Getränke Sommermärchen trotz WM-Aus

Wochenlang Sommer – das macht durstig. Händlern wie Herstellern von alkoholfreien Getränken freut´s. Doch es gibt auch Wermutstropfen. Wir ziehen Bilanz für den Getränkesommer 2018.

Mittwoch, 26. September 2018 - Getränke
Friederike Stahmann
Artikelbild Sommermärchen trotz WM-Aus
Bildquelle: Getty Images

Die Getränkehersteller wussten es im Voraus: 2018 würde für sie ein Sommermärchen. Vier Wochen lang Fußball-WM – und wir – ganz klar die Favoriten. Eine Steilvorgabe sondergleichen. Neben Snacks, Partyzubehör und Grillgut sollte sich also auch Bier und alkoholfreie Getränke wie von selbst verkaufen, so die Erwartung. Stimmt im Prinzip auch. Das erwartete, erhoffte, prognostizierte Konsum-Highlight blieb aber aus. Als nicht einmal vierzehn Tagen nach Beginn die eigene Vier-Sterne-Mannschaft schon nach Hause fuhr, blieben neben Bierkisten auch alkoholfreie Alternativen in den Regalen stehen. Vor allem die extra WM-gelabelten Dosen und Flaschen degradierten zu Ladenhütern. Sommermärchen ade. Kurzfristig. Denn der Superstürmer „Wetter“ kam in den vergangenen Wochen in Fahrt. Und wie. Der Deutsche Wetterdienst vermeldete: „Fast fühlte man sich ans Mittelmeer versetzt, denn Hitze, Niederschlagsarmut und viel Sonne erreichten diesmal in Deutschland Dimensionen wie in südlichen Urlaubsländern“. In Zahlen lässt sich der Sommer 2018 so beschreiben: 19,3 Grad C bundesweite Durchschnittstemperatur und damit zweitheißester Sommer seit Beginn der regelmäßigen Messungen 1881. Mit 770 Stunden gehört der diesjährige Sommer zu den drei sonnenscheinreichsten überhaupt. Nur der Supersommer 2003 konnte dieses Ergebnis toppen. Und vor allem, scheint er auch kein Ende zu nehmen. Gartenlokale, in denen sich Gäste bis in die späten Abendstunden tummeln und Freibäder, die die Saison bis auf weiteres verlängert haben – wir schreiben Mitte September.

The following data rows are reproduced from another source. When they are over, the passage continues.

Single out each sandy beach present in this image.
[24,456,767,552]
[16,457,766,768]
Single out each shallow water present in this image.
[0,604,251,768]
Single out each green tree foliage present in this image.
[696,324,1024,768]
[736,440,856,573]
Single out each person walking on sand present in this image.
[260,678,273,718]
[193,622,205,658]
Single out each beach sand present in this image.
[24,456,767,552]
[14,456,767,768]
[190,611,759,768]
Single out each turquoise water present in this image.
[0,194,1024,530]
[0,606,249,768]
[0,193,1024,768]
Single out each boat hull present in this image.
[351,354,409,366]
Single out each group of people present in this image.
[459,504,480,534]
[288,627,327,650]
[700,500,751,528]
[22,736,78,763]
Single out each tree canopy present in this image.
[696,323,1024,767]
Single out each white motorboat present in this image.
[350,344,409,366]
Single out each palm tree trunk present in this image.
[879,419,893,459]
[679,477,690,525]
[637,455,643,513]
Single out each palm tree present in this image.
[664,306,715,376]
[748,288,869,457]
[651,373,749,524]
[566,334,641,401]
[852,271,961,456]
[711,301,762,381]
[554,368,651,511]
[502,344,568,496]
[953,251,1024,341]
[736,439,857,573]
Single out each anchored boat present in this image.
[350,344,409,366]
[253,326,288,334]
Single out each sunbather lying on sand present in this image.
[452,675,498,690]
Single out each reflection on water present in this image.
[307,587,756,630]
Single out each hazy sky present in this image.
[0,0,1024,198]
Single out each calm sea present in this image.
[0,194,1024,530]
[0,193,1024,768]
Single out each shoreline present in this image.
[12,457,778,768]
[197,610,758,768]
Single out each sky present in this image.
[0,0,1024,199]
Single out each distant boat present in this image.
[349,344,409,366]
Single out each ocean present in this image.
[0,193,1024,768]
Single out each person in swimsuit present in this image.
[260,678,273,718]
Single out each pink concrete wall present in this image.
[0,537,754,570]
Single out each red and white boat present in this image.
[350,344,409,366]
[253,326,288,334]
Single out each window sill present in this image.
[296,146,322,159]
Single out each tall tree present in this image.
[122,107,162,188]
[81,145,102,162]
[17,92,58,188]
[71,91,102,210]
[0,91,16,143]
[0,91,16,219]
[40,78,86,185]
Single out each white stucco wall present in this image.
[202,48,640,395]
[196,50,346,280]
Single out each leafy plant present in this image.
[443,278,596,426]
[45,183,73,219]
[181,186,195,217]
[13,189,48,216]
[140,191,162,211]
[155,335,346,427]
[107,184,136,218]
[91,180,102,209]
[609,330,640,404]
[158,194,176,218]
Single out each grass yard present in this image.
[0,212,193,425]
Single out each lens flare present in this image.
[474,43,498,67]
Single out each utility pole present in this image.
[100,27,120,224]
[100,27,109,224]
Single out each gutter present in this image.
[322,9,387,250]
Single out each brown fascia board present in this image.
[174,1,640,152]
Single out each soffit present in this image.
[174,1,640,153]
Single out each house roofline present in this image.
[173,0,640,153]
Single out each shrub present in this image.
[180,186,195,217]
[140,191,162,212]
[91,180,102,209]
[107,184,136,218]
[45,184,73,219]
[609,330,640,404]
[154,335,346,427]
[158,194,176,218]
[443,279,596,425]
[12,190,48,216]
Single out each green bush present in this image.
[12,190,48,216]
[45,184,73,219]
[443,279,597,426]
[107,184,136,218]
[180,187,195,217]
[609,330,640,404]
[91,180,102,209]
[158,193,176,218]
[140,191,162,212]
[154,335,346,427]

Ab einer bestimmten Temperatur nimmt der Durst nicht mehr zu
Abkühlung tut Not. Doch wer ist Trumpf: Bier oder Wasser? Wissenschaftler haben herausgefunden, dass es eine Grenztemperatur gibt, bei der der Durst nach Bier nicht weiter zunimmt, sondern sogar abnimmt. Dieser Wert liegt bei 27 Grad C. Und von diesen Temperaturen hatten wir im Sommer 2018 mehr als genug. Die kam vor allem den alkoholfreien Durstlöscherkategorien zugute. Dazu gehören: klassisches Mineralwasser – in Deutschland Durstlöscher Nr. 1 – sowie im aromatisierten Segment Sportgetränke, Energy Drinks, Limonaden und Bittergetränke.

Hitze macht durstig. Wenn auch zu Beginn des Sommers erst einmal moderat. „Das deutlich höhere Erfrischungsbedürfnis im diesjährigen Juli hat ein Mengenplus von insgesamt vier Prozent zur Folge“, erläutert der Experte der Gesellschaft für Konsumforschung (GfK), Robert Kecskes, die Situation für das AfG-Segment. Zahlen, die die Monate August und September mit ihren Traumsommertemperaturen sicher noch toppen werden. Auswertungen liegen jedoch noch nicht vor.

Was die Nürnberger Konsumforscher aber jetzt schon wissen: im Zeitraum von Januar bis Juli legten die alkoholfreien Getränke ein Umsatzplus von 5,1 Prozent im Vergleich zum Vorjahreszeitraum hin.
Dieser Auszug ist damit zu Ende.